For Monica Schumann, the central importance of charity was communicated to her by the way her parents lived. Growing up in a small town in the United Kingdom, where her parents owned a grocery store, she watched her father go out of his way to help local residents who were experiencing hardship, giving both money and food when he himself was not a rich man. “They always taught us that it wasn’t enough to just follow the rules and go to Mass on Sundays,” she says. “My parents lived the gospels, so there was no hypocrisy between what I heard and what I saw.”

Raising her own children in the United States, Schumann developed a tradition of giving within her family by participating in the CRS Rice Bowl every year. Her six children appreciated the significance of putting money in the rice bowl, sharing a simple meal, and then leaving the rice bowl on the church altar.

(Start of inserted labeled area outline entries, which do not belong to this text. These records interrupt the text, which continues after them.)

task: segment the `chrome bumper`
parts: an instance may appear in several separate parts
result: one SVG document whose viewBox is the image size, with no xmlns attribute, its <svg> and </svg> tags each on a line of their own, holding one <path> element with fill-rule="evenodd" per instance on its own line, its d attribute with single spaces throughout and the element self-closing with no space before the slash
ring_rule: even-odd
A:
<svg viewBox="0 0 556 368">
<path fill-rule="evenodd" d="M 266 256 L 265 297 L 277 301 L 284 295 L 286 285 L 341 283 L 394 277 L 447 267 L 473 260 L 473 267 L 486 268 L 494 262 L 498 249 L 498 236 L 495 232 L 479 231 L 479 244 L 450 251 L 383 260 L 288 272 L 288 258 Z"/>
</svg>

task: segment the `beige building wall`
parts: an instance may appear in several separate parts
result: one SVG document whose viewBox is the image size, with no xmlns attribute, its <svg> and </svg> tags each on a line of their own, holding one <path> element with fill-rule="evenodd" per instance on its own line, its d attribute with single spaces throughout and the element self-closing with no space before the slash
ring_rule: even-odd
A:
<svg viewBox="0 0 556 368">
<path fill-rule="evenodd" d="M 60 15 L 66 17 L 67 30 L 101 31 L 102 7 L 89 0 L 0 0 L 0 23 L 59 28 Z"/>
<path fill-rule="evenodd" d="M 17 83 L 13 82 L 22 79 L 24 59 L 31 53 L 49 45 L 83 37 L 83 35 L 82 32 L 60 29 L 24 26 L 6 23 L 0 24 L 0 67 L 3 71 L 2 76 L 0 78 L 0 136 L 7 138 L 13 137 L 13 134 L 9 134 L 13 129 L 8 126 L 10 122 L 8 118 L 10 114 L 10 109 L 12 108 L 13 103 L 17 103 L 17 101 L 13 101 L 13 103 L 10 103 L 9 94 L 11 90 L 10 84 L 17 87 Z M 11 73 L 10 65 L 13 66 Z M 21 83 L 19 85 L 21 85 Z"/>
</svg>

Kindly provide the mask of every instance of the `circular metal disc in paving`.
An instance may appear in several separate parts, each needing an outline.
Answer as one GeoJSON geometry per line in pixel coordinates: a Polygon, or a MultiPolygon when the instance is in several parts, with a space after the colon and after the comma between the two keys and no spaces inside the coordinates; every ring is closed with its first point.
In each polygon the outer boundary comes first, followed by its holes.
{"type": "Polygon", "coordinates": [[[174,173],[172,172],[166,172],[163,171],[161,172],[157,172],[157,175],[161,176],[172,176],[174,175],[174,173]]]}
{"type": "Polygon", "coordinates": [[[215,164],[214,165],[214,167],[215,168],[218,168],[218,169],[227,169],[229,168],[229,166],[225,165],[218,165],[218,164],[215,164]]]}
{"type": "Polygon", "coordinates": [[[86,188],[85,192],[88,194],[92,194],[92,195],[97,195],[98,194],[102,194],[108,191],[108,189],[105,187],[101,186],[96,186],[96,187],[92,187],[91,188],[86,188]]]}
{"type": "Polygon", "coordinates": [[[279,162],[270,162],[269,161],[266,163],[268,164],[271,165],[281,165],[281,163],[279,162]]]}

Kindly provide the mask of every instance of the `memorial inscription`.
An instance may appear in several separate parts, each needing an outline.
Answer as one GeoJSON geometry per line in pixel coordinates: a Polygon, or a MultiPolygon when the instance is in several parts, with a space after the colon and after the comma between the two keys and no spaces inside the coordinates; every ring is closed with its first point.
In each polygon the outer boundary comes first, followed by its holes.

Schumann first developed an interest in the welfare of people in other countries during the 1960s while working at the World Health Organization. It was there that she learned that one third of the world lived without clean drinking water. Later she heard of some water development programs that CRS had started and began giving to the charity, “which became the one Catholic constant in my life” as she moved around the globe.

Schumann succeeded in transmitting her charitable values to her children: Today nearly all of them are involved in a profession that increases social justice in the world. It was natural for Schumann, who already has a charitable annuity with CRS, to include the organization in her will. “I didn’t ask my children. I just said, ‘Bill and I will leave everything to each other and then some to [you] and a portion to CRS.’ ” Following her announcement, three of her children made donations to CRS in her honor.

This article appeared in the August 2014 issue of U.S. Catholic (Vol. 79, No. 8, pages 28-32).